BK : selon vous, qu’est-ce qui a fait que les jeunes d’aujourd’hui ne se donnent pas le temps de s’approcher des vieilles personnes, comme ça a toujours été ainsi chez nous ?

FS : ce qui a amené cela? C’est le fait que les jeunes d’aujourd’hui sont hautains ! Ils se pensent beaucoup plus instruits que les vieilles personnes, selon eux-mêmes ! A chaque circonstance, ils disent que les vieilles personnes ne comprennent rien, parce qu’ils sont anciens ! Alors, quand tu penses que celui qui t’enseigner, te former, te transmet son savoir ne connait rien, alors il se tait et garde sa connaissance pour lui-même. C’est aujourd’hui le cas entre les jeunes et les vieilles personnes.

BK : quelles sont les conséquences pour les jeunes, quand ils ne se donnent pas le temps d’apprendre avec les aînés?

FS : ça leur rend la vie difficile dans plusieurs domaines. Les jeunes n’auront pas la ligne de conduite qu’ils doivent recevoir avec  leurs parents, quand ils ne les approchent pas. C’est cela qui explique les échecs de plusieurs jeunes parce qu’ils n’ont pas assez appris auprès des anciens, les bonnes conduites à tenir de la vie sociale. Voici ce que j’ai à répondre sur ces questions.

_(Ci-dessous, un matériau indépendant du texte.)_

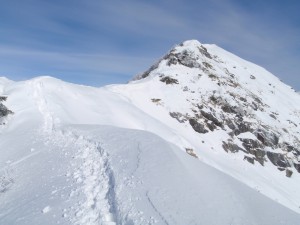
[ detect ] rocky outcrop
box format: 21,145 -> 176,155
0,96 -> 13,119
144,42 -> 300,177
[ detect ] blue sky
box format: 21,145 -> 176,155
0,0 -> 300,90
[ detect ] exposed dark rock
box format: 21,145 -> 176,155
285,169 -> 293,177
254,129 -> 279,147
234,121 -> 253,135
239,138 -> 263,154
189,119 -> 208,134
185,148 -> 198,158
168,50 -> 201,68
240,97 -> 247,102
254,149 -> 266,166
169,112 -> 187,123
222,139 -> 244,153
267,152 -> 290,168
225,119 -> 236,130
294,163 -> 300,173
250,102 -> 258,111
198,45 -> 212,59
165,54 -> 178,66
202,62 -> 213,69
200,110 -> 223,127
0,96 -> 13,118
221,104 -> 237,114
244,155 -> 254,164
206,122 -> 217,131
160,76 -> 178,84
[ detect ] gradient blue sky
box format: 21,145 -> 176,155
0,0 -> 300,90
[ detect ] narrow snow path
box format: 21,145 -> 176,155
31,80 -> 118,225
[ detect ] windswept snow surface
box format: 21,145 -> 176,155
0,40 -> 300,225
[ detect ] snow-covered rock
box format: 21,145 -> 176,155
0,41 -> 300,225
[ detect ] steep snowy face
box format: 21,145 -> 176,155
130,41 -> 300,177
109,41 -> 300,212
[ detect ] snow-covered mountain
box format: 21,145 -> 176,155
0,41 -> 300,224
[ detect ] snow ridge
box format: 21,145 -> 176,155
29,77 -> 117,225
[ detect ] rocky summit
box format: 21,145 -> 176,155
134,40 -> 300,177
0,40 -> 300,225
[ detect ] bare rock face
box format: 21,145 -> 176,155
142,41 -> 300,177
189,119 -> 208,134
0,96 -> 13,119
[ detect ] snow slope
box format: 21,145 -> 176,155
0,41 -> 300,224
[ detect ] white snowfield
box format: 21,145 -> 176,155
0,40 -> 300,225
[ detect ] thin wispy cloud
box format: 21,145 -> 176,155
0,0 -> 300,89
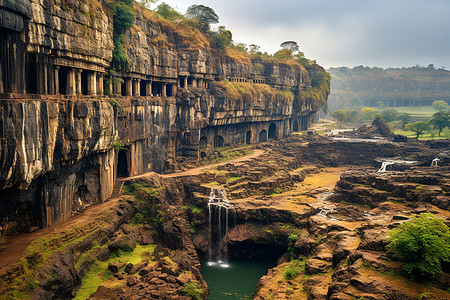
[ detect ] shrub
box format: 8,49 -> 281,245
183,281 -> 203,300
288,231 -> 298,259
388,213 -> 450,277
283,260 -> 305,280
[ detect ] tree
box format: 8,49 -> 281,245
430,111 -> 450,136
431,100 -> 449,111
331,109 -> 348,123
138,0 -> 158,9
110,0 -> 135,70
405,121 -> 430,139
397,113 -> 411,128
186,4 -> 219,32
156,2 -> 183,21
273,49 -> 292,60
360,107 -> 377,122
388,213 -> 450,277
381,109 -> 398,123
248,44 -> 261,54
212,26 -> 233,48
280,41 -> 300,53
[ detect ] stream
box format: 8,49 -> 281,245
202,258 -> 276,300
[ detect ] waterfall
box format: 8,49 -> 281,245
377,161 -> 394,172
431,157 -> 440,167
377,159 -> 417,172
208,188 -> 235,267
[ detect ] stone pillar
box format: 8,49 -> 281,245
133,79 -> 141,97
162,83 -> 167,97
54,66 -> 59,95
66,69 -> 77,96
172,84 -> 177,97
0,59 -> 5,93
87,72 -> 97,95
125,78 -> 133,96
97,73 -> 104,96
145,81 -> 152,96
76,70 -> 82,95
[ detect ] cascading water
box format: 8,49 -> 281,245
431,157 -> 440,167
208,188 -> 235,268
378,161 -> 394,172
377,159 -> 417,172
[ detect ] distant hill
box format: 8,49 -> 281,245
328,65 -> 450,111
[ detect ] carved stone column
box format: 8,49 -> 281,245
87,72 -> 97,95
54,66 -> 59,95
125,78 -> 133,96
145,81 -> 152,96
172,84 -> 177,97
66,69 -> 77,96
162,83 -> 167,97
97,73 -> 104,96
76,70 -> 83,95
133,79 -> 141,97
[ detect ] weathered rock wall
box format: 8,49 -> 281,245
0,100 -> 118,232
0,0 -> 330,233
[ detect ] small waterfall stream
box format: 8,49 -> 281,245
208,188 -> 235,268
377,159 -> 417,173
431,157 -> 440,167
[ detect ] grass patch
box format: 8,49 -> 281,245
394,127 -> 450,140
74,245 -> 156,300
227,177 -> 242,183
283,259 -> 305,280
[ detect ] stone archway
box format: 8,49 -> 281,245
117,149 -> 130,177
245,130 -> 252,145
214,135 -> 224,148
198,136 -> 208,149
268,123 -> 278,140
292,120 -> 298,132
259,129 -> 267,143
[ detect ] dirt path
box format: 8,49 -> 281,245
0,149 -> 270,269
0,198 -> 120,269
120,149 -> 270,181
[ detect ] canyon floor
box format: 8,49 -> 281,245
0,134 -> 450,299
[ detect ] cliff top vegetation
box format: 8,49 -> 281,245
132,0 -> 316,68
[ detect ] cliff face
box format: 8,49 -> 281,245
0,0 -> 328,233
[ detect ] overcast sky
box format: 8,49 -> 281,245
152,0 -> 450,69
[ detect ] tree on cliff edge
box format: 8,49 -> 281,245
186,4 -> 219,32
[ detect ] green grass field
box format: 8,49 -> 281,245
374,106 -> 438,121
394,127 -> 450,140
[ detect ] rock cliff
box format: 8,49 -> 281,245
0,0 -> 329,233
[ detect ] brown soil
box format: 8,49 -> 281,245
0,198 -> 120,269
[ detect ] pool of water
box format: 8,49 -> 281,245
202,258 -> 276,300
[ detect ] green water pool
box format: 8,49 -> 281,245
202,258 -> 276,300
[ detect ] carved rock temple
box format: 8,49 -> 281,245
0,0 -> 329,233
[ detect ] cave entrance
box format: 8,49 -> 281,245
152,82 -> 163,97
259,129 -> 267,143
214,135 -> 224,148
25,53 -> 37,94
245,130 -> 252,145
81,71 -> 88,95
58,67 -> 69,95
198,136 -> 208,149
117,149 -> 130,178
292,120 -> 298,132
268,123 -> 278,140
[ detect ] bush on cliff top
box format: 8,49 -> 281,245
388,213 -> 450,278
214,80 -> 294,102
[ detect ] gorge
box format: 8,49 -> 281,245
0,0 -> 450,300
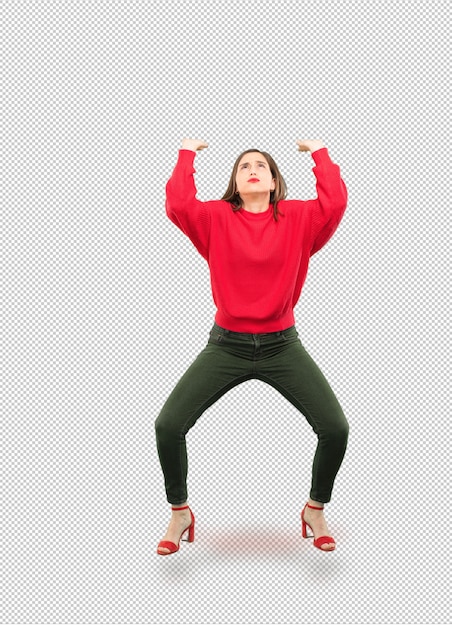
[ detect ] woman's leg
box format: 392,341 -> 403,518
155,335 -> 251,506
258,328 -> 349,503
155,330 -> 251,554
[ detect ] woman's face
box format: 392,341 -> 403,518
235,152 -> 276,197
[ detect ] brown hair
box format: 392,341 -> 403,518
221,149 -> 287,222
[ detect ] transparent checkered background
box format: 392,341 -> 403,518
0,0 -> 451,623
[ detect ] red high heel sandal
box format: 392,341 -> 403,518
301,502 -> 336,552
157,506 -> 195,556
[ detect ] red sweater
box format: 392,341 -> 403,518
166,148 -> 347,333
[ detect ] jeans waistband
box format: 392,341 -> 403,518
213,322 -> 295,337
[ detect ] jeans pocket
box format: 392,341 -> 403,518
281,326 -> 298,342
209,328 -> 224,344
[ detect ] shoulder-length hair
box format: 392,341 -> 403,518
221,148 -> 287,222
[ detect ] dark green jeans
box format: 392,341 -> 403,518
155,324 -> 348,505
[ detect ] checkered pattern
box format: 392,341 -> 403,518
0,0 -> 452,623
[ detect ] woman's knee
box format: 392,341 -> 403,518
154,411 -> 180,441
322,416 -> 350,445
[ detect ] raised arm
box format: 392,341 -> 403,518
166,138 -> 210,259
297,139 -> 348,256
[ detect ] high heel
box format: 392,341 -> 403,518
301,502 -> 336,552
157,506 -> 195,556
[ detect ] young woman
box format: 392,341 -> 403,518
155,139 -> 348,555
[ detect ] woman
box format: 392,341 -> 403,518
155,139 -> 348,555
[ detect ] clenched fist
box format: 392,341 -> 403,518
297,139 -> 325,153
182,137 -> 208,152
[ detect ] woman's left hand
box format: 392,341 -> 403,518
297,139 -> 325,153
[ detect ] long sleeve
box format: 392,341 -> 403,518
165,150 -> 211,259
310,148 -> 348,256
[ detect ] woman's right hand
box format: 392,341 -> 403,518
181,137 -> 208,152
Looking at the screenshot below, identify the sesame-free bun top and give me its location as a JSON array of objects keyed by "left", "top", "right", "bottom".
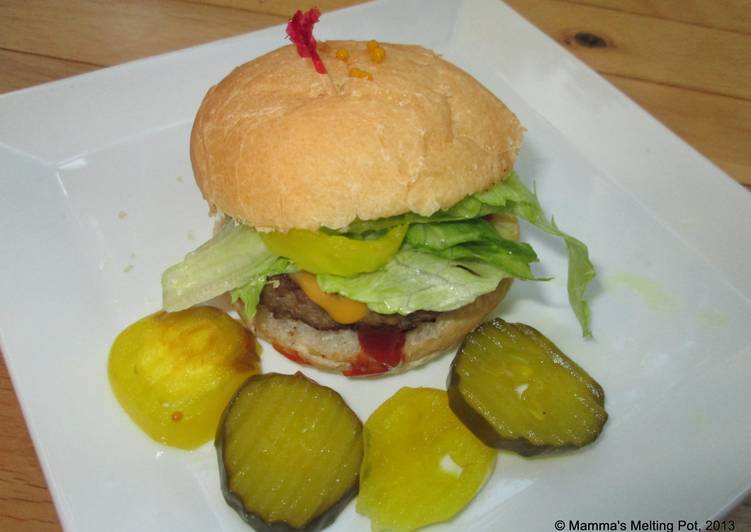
[{"left": 191, "top": 41, "right": 523, "bottom": 231}]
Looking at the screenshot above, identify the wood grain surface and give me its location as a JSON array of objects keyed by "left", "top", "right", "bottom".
[{"left": 0, "top": 0, "right": 751, "bottom": 532}]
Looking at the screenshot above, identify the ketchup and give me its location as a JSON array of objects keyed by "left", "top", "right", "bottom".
[{"left": 342, "top": 327, "right": 406, "bottom": 377}]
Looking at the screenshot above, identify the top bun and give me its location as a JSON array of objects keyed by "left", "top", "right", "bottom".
[{"left": 190, "top": 41, "right": 523, "bottom": 231}]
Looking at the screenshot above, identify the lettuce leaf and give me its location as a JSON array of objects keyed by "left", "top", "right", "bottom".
[
  {"left": 230, "top": 257, "right": 299, "bottom": 318},
  {"left": 162, "top": 220, "right": 290, "bottom": 316},
  {"left": 346, "top": 172, "right": 595, "bottom": 336},
  {"left": 406, "top": 219, "right": 537, "bottom": 280},
  {"left": 318, "top": 247, "right": 508, "bottom": 315},
  {"left": 496, "top": 173, "right": 596, "bottom": 336},
  {"left": 162, "top": 172, "right": 595, "bottom": 336}
]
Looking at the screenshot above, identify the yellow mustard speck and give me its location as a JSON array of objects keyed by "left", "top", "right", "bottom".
[
  {"left": 336, "top": 48, "right": 349, "bottom": 61},
  {"left": 349, "top": 67, "right": 373, "bottom": 81}
]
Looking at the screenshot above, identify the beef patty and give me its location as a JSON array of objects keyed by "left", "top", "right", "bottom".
[{"left": 261, "top": 275, "right": 440, "bottom": 331}]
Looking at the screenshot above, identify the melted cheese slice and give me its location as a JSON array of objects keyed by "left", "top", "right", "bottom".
[{"left": 291, "top": 272, "right": 368, "bottom": 325}]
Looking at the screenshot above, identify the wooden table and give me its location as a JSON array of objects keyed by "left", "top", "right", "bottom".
[{"left": 0, "top": 0, "right": 751, "bottom": 532}]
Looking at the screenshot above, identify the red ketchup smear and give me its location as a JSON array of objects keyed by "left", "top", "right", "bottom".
[
  {"left": 342, "top": 327, "right": 406, "bottom": 377},
  {"left": 287, "top": 7, "right": 326, "bottom": 74},
  {"left": 271, "top": 344, "right": 310, "bottom": 366}
]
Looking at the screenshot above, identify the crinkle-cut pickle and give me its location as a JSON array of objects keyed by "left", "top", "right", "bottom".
[
  {"left": 356, "top": 388, "right": 497, "bottom": 531},
  {"left": 449, "top": 318, "right": 608, "bottom": 456},
  {"left": 215, "top": 373, "right": 363, "bottom": 532},
  {"left": 108, "top": 307, "right": 260, "bottom": 449}
]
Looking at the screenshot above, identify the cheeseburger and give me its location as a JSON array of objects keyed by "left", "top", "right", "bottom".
[{"left": 162, "top": 35, "right": 594, "bottom": 375}]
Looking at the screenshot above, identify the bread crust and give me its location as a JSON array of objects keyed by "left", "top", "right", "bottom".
[
  {"left": 191, "top": 41, "right": 523, "bottom": 231},
  {"left": 244, "top": 278, "right": 512, "bottom": 375}
]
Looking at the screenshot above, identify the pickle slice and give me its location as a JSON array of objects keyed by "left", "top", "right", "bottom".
[
  {"left": 356, "top": 388, "right": 497, "bottom": 531},
  {"left": 215, "top": 373, "right": 363, "bottom": 532},
  {"left": 448, "top": 318, "right": 608, "bottom": 456}
]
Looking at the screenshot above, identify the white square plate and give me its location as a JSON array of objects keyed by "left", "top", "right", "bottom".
[{"left": 0, "top": 0, "right": 751, "bottom": 532}]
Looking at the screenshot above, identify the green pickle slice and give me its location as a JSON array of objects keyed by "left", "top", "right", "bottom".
[
  {"left": 215, "top": 373, "right": 363, "bottom": 531},
  {"left": 356, "top": 388, "right": 497, "bottom": 532},
  {"left": 448, "top": 318, "right": 608, "bottom": 456}
]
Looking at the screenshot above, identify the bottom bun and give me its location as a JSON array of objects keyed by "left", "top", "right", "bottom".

BK : merci  beaucoup pour ces réponses, mais nous voudrions toujours savoir si les vieilles personnes sont  nostalgiques maintenant.

FS : nous sommes vraiment nostalgiques.

BK : pourquoi ?

FS : ce qui rend sereines les vieilles personnes, c’est la conduite de leurs enfants, de leurs petits enfants. Mais si ceux-ci ne les approchent pas pour apprendre ces bonnes de conduite à tenir partout où ils doivent se trouver,  les vieilles personnes n’ont personne avec qui causer, à qui transmettre leur savoir vivre et leurs savoir-faire, ils deviennent nostalgiques.

BK : est-ce que vous attribuez les différentes difficultés de la vie des jeunes au fait qu’ils ont peu de contact avec les vieilles personnes pour apprendre les pratiques anciennes ?

FS : oui, c’est bien cela ! Les jeunes voient différemment que leurs aînés aujourd’hui alors que leur vision fat totalement rupture avec nos valeurs sociale et culturelle. Ainsi, Je me demande maintenant comment cela peut marcher. Comment les jeunes peuvent avoir de bonnes lignes de conduite sans aucune notion de nos valeurs sociales et culturelles… !

BK: quels conseils vous donnez aux jeunes ?

FS : mes conseils à l’endroit des jeunes, c’est leur retour à la source ! S’ils ne reviennent pas à la source, nos valeurs culturelles et traditionnelles sont en train de leur échapper et ainsi,  notre vie en société perd ses valeurs.

BK : Merci de nous avoir accordé ce moment d’échange avec vous ici à Sounsoukoro.